Nous avons déjà évoqué l’absence de statut pour les réfugiés de la nabka de 1948 à Jérusalem. Les réfugiés palestiniens en Cisjordanie ne connaissent pas un sort plus enviable, même s’ils disposent d’une certaine liberté de circulation et peuvent peu ou prou trouver du travail. Mais, en dehors de la « charité » internationale et de l’aide de l’ONU, ils ne disposent d’aucune infrastructure qui pourrait leur permettre de se développer comme des écoles, des dispensaires, des ateliers, des commerces, etc.
La Cisjordanie compte 19 camps de réfugiés. Nous avons visité celui de Deischeh à Bethléem. Ce camp a été créé en 1949 et compte aujourd’hui quelque 4.700 habitants.
La peur de la Nabka
À la lecture de ces chiffres, la question des réfugiés est fondamentale et on ne pourra pas l’éluder. Mais, comme dit Warschawski : « Israël est une société malade, une société (…) violente. Au cœur de cette violence, il y a une peur. On parle de la peur de la Shoah, de l’Islam, mais il y a une peur beaucoup plus profonde : c’est ce que j’appelle les démons de la Nabka, les démons de 1948. C’est dans l’inconscient collectif. L’Israélien sait quelque part dans sa tête, même s’il ne connaît rien à l’Histoire qu’il y avait des gens avant. Il est dans cette angoisse du retour, cette angoisse de la vengeance, cette peur de celui qui n’est plus là. C’est ce qui, pour moi, travaille le plus profondément l’inconscient de la société israélienne.

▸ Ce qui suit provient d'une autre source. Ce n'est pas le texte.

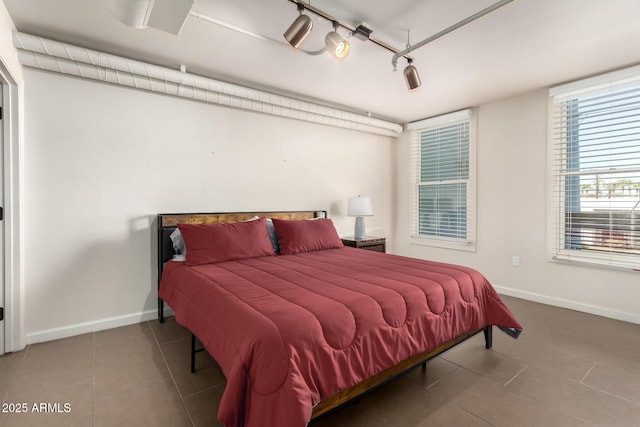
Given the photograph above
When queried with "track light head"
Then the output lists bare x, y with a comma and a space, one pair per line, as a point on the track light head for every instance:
411, 76
299, 29
336, 45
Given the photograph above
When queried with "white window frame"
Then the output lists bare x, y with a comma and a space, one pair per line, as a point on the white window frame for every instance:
558, 171
416, 128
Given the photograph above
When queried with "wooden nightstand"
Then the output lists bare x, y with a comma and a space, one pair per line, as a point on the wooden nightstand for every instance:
369, 243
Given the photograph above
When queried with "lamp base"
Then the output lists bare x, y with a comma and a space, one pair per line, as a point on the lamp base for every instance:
359, 232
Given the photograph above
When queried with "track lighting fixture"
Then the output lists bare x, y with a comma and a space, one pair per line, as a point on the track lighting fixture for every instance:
299, 29
411, 76
337, 46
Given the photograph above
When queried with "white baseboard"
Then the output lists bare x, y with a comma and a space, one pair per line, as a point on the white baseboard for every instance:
94, 326
572, 305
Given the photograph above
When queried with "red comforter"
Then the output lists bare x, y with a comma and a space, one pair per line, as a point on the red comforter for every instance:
290, 330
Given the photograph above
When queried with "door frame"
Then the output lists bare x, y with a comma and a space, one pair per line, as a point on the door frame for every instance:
12, 97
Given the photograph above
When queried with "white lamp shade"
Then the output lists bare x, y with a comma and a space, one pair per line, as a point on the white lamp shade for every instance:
359, 206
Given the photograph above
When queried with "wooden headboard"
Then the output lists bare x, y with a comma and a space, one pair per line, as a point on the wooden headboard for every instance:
168, 222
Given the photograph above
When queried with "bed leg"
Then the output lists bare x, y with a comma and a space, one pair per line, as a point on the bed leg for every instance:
488, 337
193, 353
161, 310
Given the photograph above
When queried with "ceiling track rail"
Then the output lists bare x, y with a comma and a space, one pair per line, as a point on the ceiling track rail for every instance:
457, 25
347, 27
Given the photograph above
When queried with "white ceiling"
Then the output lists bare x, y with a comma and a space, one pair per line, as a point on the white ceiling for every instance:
523, 46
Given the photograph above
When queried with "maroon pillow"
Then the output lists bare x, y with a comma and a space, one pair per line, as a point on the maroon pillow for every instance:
306, 235
209, 243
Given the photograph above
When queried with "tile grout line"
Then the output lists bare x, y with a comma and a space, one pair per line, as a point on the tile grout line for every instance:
173, 380
587, 374
516, 375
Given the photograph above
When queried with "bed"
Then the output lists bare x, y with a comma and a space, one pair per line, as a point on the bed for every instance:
300, 324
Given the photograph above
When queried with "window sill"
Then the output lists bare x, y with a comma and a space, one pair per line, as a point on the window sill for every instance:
561, 259
467, 246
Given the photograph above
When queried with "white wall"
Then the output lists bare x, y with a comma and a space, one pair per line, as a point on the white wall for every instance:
101, 161
512, 211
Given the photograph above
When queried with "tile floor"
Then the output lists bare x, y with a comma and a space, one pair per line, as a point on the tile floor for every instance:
566, 369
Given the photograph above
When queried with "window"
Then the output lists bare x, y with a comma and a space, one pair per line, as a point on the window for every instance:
595, 156
443, 171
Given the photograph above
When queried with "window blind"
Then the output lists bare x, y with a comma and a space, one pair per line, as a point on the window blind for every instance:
442, 179
595, 147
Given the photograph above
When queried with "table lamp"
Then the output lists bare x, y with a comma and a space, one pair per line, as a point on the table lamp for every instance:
359, 207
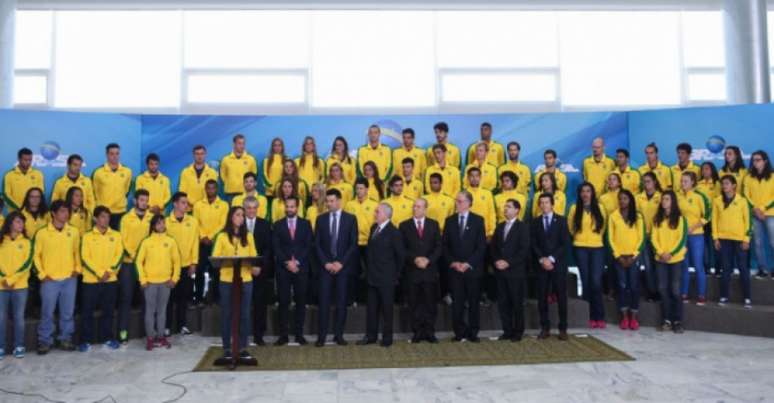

Le deal d’Oslo, ça peut marcher dans la diplomatie, mais pas dans l’inconscient. L’Israélien ne sera pas libéré de ses démons, et donc du comportement fou qu’ils engendrent, tant que le réfugié ne pourra pas revenir. (…)
Toute solution se doit prendre à bras le corps cette question, non seulement pour faire justice aux Palestiniens, mais aussi pour débarrasser Israël des démons qui la hantent. »
Chasser les « démons », prendre à bras le corps la réalité avant tout humaine du problème sera enfin prise en compte. Est-ce irréversible. Michel Warschawski répond : « Une situation est irréversible uniquement quand ceux qui en sont victimes cessent de croire que ça peut changer. »
Des efforts, de petits efforts se font en Palestine. Nous les examinerons dans le quatrième et dernier volet de ce compte-rendu. Ils sont des gouttes d’eau dans la mer, mais ils permettent de penser que cela peut changer.